A MEANINGFUL threat to the safety of the country is currently waging war in eastern Europe, and threatening to attack NATO.

I am proud to represent the largest concentration of soldiers in the UK, with 20,000 forces personnel based in the camps and garrisons on Salisbury Plain.

I went up on the Plain recently with Colonel Matt Palmer, the Commander of Army South West, who showed me them all with a sweep of his arm.

We toured the different camps and met soldiers, officers and their families.

As ever I was impressed with the cheerful resilient spirit that keeps the Army going, and ultimately keeps us safe.

But I am also aware of how tough life is for Army people, with a multitude of challenges over kit, accommodation and deployments.

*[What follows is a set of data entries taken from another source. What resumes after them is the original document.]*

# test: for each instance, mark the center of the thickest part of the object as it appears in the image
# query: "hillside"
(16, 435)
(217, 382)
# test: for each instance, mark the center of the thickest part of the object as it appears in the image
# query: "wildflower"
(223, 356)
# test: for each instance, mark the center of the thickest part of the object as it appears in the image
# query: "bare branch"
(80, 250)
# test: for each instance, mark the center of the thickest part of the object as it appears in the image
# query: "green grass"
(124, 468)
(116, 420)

Some of these I can help with, and I do what I can - raising the issue over contaminated water at Trenchard Lines in the Commons, for instance, and lobbying (successfully, I’m glad to say) against the planned changes to the accommodation offer that would have broken the agreement that officers (and their spouses) signed up under.

But more profoundly I see my job as lobbying the MOD and the Treasury to enhance the overall defence budget.

It is a good thing that the armed forces have had a major uplift in spending since the Ukraine invasion.

We have, indeed, spent over £7bn on Ukraine overall, in addition to the transfers of weapons from the UK’s stockpile.

This money is all well spent, in my view, but the British army, navy and air force needs at least that much every year more than it currently gets.

I regret more was not committed to defence at last week’s budget and I will continue to make the case for urgent increases.

If you ask where the money should come from, I point to the expected £10bn a year we are forecasting for additional spending on out-of-work benefits; or the £3bn likely cost of the new Stonehenge tunnel, within sight of the garrisons where soldiers are making do with 40-year old vehicles and a recruitment crisis.